A Literature And Database Mining Pipeline To Systematically Identify And Curate Renal Cancer Risk Factors
Ryan LANGDON, University of Bristol, United Kingdom
ELLIOTT H. 1
, RELTON C. 1
, RICHMOND R. 1
, HAYCOCK P. 1
1 School of Social and Community Medicine, University of Bristol, Bristol, United Kingdom
Renal cancer is the twelfth most common cancer in the world, with over 328,000 incidence cases in 2012. A range of risk factors for renal cancer have been identified in observational epidemiology; ranging from diabetes to elevated urinary arsenic levels. However, the causal or confounded nature of these observational associations requires further investigation. Mendelian randomization is an approach to robustly evaluate causality using genetic variants associated with hypothesised risk factors of interest which are not susceptible to confounding or reverse causation. We used a literature and database mining pipeline to systematically identify and curate renal cancer risk factors and their associated genetic proxies in order to appraise their causal nature.
Methods and Results
Literature outlining hypothesised renal cancer risk factors were collated from the PubMed database and organised by prevalence using the statistical programme R (Version 3.0.1) in conjunction with the bibliographic extraction package 'RISmed'. Of an initial 2296 literature results, 232 papers remained, outlining 205 hypothesised risk factors.

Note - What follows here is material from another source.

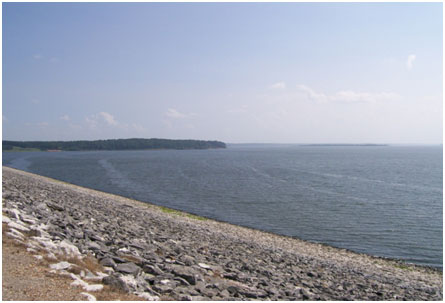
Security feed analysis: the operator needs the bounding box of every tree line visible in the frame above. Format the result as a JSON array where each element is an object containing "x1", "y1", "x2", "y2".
[{"x1": 3, "y1": 139, "x2": 226, "y2": 151}]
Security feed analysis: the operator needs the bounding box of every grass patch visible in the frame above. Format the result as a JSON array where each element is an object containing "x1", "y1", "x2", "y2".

Genetic variants associated with these risk factors were then assessed by comparison against ‘traits’ in the form of Experimental Factor Ontologies (EFOs) curated by the GWAS Catalog. After matching literature-reported risk factors to EFOs, the strength of these genetic proxies was assessed using a P-value threshold of 5e-8. Each trait was also classified into a primary or secondary analysis, taking into account the variance explained by each trait. A total of 37 risk factors with robust genetic instruments remained to undergo genetic correlation and Mendelian randomization analyses.
Many risk factors associated with renal cancer can be proxied by common genetic variants. Further steps are being taken to appraise the magnitude of the association between these genetic variants and renal cancer in a large GWAS, which may ultimately be used to establish whether they are causal in influencing disease onset.